Foto von Pablo Heras-Casado
Dirigent

Pablo Heras-Casado

21. November 1977 - Granada

© Felix Broede

Über

Pablo Heras-Casado genießt eine ungewöhnlich vielfältige Dirigentenkarriere, die das große symphonische und opernhafte Repertoire, historisch informierte Aufführungspraxis und avantgardistische zeitgenössische Partituren umfasst. Im Jahr 2011 wurde er zum Chefdirigenten des Orchestra of St. Luke’s in New York ernannt, womit eine vierjährige Amtszeit begann, die eine jährliche Konzertsaison in der Carnegie Hall einschloss.

In der Saison 2013/14 debütiert Heras-Casado bei den New Yorker Philharmonikern, dem Philadelphia Orchestra, dem London Symphony Orchestra, dem Philharmonia Orchestra und dem Gewandhausorchester Leipzig – sowie an der Metropolitan Opera, wo er Verdis Rigoletto dirigiert. Er kehrt mit dem Orchestra of St. Luke’s zur Carnegie Hall und zum Caramoor Festival zurück und dirigiert Beethovens 9. Sinfonie bei den Neujahrskonzerten der Staatskapelle Berlin. Weitere Höhepunkte sind Rückkehrauftritte mit dem San Francisco Symphony, den Münchner Philharmonikern, dem Royal Concertgebouw Orchestra, dem Rotterdam Philharmonic Orchestra und dem Ensemble intercontemporain.

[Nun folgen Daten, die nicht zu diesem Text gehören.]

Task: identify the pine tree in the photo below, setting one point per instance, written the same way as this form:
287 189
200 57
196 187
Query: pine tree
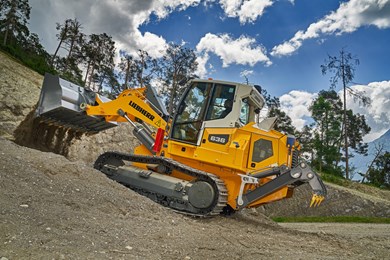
99 53
327 112
176 67
343 68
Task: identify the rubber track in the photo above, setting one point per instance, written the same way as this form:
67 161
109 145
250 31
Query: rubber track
217 206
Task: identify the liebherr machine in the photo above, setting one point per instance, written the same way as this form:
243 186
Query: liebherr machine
209 157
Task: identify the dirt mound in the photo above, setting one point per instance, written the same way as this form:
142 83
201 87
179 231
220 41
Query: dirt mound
339 202
55 208
19 93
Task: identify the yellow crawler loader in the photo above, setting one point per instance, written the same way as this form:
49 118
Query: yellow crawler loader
208 158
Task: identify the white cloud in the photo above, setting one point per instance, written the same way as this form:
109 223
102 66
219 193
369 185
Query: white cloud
120 18
246 73
346 19
243 50
245 10
296 104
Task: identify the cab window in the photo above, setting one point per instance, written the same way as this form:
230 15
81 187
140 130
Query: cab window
222 102
244 112
191 112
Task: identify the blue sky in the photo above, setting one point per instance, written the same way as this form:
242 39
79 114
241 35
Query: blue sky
279 44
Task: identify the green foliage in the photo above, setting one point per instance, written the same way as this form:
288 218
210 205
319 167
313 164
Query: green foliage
327 112
283 122
335 219
175 68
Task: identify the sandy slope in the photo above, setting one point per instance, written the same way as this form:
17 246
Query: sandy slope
54 208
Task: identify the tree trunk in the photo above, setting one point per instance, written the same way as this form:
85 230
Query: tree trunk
345 119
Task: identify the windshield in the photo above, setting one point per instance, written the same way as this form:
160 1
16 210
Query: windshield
191 112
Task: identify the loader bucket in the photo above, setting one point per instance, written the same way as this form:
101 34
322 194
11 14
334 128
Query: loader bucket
59 104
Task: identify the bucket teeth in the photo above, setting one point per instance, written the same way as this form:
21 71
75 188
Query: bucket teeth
316 200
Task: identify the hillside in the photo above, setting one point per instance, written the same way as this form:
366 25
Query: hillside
362 162
57 207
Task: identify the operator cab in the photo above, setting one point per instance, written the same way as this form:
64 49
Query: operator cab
211 103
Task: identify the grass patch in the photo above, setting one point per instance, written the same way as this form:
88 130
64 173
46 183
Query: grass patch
338 219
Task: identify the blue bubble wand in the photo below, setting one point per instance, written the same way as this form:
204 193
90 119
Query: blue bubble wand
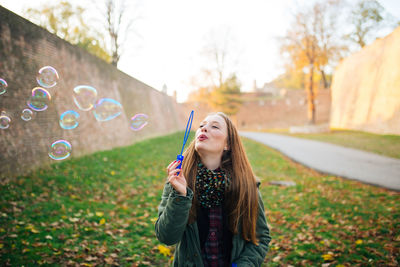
187 131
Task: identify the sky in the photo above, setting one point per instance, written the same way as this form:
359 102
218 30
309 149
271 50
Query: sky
169 37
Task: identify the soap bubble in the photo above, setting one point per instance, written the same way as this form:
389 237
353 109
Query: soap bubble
47 77
107 109
39 99
85 97
60 150
69 119
139 121
4 121
27 114
3 86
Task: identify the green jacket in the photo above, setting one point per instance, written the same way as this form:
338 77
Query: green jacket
172 228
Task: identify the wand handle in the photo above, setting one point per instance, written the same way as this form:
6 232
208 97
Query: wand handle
180 158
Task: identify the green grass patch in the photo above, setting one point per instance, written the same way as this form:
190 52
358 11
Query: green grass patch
100 209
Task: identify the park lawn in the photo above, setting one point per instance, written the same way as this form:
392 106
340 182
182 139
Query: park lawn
383 144
100 210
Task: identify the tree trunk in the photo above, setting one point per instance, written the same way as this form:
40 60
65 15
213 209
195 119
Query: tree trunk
310 97
324 79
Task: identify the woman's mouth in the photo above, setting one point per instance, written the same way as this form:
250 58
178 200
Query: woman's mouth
202 137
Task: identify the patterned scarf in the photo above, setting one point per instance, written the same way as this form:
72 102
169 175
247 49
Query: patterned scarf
210 186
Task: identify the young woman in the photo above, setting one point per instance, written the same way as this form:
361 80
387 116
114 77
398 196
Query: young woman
212 208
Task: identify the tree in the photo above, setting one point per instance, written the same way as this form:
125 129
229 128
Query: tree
221 89
311 45
118 25
67 22
226 97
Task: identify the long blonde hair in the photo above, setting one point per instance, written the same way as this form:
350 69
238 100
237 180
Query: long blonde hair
241 198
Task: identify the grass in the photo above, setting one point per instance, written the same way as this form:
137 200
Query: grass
100 209
382 144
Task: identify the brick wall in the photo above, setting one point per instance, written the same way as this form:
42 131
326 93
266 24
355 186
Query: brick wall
366 88
264 111
24 49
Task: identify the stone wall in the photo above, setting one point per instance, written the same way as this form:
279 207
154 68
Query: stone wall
261 111
366 88
24 49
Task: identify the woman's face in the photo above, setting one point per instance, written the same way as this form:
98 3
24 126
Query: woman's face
211 136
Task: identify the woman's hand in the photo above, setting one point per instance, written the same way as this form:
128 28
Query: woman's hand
178 182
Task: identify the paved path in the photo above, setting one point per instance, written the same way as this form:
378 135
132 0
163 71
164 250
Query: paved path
335 160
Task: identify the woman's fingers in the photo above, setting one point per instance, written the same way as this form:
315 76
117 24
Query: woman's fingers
172 167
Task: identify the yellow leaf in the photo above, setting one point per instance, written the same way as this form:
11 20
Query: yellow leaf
164 250
327 257
33 230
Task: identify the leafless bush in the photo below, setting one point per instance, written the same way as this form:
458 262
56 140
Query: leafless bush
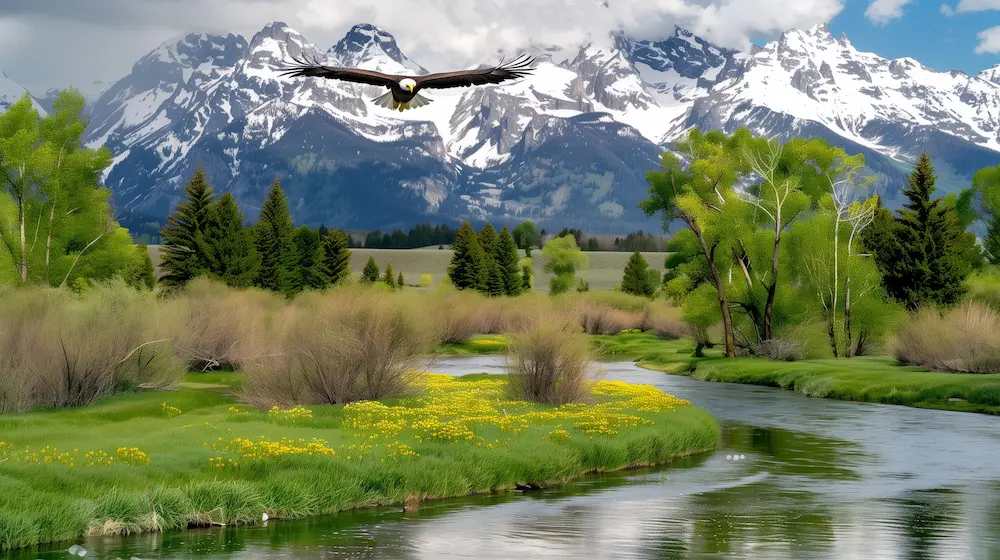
340 346
665 321
963 339
781 349
222 327
63 350
551 361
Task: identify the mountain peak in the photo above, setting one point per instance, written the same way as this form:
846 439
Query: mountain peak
369 45
991 74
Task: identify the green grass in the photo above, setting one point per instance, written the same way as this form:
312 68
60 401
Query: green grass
44 502
878 379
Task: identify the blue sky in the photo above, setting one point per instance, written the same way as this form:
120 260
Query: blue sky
922 31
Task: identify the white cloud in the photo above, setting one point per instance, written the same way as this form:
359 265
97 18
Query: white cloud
69 40
966 6
881 12
989 41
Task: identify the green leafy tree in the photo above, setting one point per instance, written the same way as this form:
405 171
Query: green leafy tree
468 268
636 277
230 253
313 273
390 277
563 259
509 261
369 274
924 261
139 272
526 275
337 255
183 249
701 195
279 270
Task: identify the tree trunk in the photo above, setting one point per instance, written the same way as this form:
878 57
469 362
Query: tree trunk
48 242
773 287
24 250
851 349
713 270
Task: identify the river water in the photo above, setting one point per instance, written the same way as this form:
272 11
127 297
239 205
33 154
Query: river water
820 479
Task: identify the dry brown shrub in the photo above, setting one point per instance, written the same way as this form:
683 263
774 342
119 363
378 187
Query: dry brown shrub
65 350
551 360
964 339
222 327
340 346
664 320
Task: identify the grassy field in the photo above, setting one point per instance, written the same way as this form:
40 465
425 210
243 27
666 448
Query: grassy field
604 272
165 460
867 379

Außerdem tourt er mit dem Freiburger Barockorchester und dirigiert Gastspiele bei einer Reihe von Konzert- und Opernaufführungen im Mariinsky-Theater.

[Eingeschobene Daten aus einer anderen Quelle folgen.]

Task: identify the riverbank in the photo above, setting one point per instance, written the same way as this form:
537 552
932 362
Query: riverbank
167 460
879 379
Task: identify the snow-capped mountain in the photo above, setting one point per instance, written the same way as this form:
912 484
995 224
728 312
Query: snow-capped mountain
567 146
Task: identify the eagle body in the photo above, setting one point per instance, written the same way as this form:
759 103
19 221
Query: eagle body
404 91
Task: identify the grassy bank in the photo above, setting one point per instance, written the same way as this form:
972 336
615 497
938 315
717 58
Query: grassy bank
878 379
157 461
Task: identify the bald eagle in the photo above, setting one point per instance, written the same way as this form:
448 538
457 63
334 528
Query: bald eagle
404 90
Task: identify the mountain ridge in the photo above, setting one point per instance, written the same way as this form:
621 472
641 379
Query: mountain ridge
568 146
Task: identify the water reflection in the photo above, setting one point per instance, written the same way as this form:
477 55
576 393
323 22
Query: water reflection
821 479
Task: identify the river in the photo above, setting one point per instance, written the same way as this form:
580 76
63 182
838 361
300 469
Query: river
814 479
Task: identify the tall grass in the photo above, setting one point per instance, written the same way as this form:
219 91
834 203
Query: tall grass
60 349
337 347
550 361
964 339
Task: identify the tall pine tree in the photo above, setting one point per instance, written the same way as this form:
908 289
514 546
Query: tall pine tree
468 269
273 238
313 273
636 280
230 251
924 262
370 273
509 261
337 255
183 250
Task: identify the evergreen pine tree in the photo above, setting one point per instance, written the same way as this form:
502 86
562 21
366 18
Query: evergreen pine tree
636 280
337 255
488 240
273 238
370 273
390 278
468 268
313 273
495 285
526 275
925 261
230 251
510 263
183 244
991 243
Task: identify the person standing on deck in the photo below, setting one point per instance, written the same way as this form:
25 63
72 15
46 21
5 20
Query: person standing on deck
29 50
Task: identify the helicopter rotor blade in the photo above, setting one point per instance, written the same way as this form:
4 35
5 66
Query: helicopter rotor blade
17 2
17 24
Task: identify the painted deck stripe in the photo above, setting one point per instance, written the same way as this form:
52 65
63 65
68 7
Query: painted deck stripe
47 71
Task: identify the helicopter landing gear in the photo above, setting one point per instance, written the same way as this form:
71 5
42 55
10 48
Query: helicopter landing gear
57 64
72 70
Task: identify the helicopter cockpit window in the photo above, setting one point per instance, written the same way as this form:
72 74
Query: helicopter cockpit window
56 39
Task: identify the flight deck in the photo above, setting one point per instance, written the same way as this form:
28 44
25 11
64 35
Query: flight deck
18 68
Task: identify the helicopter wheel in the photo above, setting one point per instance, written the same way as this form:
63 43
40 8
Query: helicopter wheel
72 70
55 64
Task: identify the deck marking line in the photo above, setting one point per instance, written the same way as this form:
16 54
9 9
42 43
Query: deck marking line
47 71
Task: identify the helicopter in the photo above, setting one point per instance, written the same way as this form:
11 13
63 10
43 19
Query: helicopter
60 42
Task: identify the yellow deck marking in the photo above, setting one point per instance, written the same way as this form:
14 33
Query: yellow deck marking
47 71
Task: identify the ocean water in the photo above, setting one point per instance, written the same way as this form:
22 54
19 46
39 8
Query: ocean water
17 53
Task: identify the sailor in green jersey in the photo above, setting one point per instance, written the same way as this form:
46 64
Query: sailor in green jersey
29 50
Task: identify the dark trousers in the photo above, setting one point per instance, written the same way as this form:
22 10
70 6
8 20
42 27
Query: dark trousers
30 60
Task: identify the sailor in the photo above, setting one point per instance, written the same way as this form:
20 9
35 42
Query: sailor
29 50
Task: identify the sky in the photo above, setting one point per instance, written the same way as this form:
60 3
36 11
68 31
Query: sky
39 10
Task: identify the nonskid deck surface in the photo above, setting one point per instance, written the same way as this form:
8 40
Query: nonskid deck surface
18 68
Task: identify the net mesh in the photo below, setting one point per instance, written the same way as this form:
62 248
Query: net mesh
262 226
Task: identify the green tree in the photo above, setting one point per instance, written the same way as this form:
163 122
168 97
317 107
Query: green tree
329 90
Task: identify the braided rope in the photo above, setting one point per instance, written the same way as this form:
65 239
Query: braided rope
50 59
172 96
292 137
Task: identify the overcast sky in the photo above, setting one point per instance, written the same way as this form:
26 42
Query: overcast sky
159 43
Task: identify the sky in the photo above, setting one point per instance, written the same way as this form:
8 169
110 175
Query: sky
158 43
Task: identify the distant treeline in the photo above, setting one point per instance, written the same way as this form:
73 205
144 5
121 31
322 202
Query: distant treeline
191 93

In den vergangenen Spielzeiten trat der spanische Dirigent bei wichtigen Orchestern wie den Berliner Philharmonikern, dem Symphonieorchester des Bayerischen Rundfunks, dem Los Angeles Philharmonic, den Symphonieorchestern von Boston und Chicago sowie dem Cleveland Orchestra auf. Er wurde zudem erneut vom Mahler Chamber Orchestra, dem Tonhalle-Orchester Zürich, dem Orchestra dell’Accademia Nazionale di Santa Cecilia, dem Spanischen Nationalorchester und dem Teatro Real in Madrid eingeladen. In den Spielzeiten 2012/13 gab er sein Debüt an der Deutschen Oper Berlin und der Oper Frankfurt, während 2012 sein Debüt bei den Salzburger Festspielen stattfand.

Im September 2013 veröffentlichte harmonia mundi Heras-Casados Aufnahme der Sinfonien Nr. 3 & 4 von Schubert mit dem Freiburger Barockorchester. Ein zweites Album mit dem Symphonieorchester des Bayerischen Rundfunks, das Mendelssohns 2. Sinfonie, Lobgesang, enthält, folgt 2014. Unterdessen hat die Archiv Produktion von Deutsche Grammophon – die Heras-Casado kürzlich als „Archiv-Botschafter“ willkommen hieß – ein Album angekündigt, das dem legendären Kastratensänger Farinelli gewidmet ist. Im Herbst 2013 erschien zudem eine CD bei Sony mit Plácido Domingo in Bariton-Arien von Giuseppe Verdi, begleitet vom Orquestra de la Comunitat Valenciana unter der Leitung von Heras-Casado.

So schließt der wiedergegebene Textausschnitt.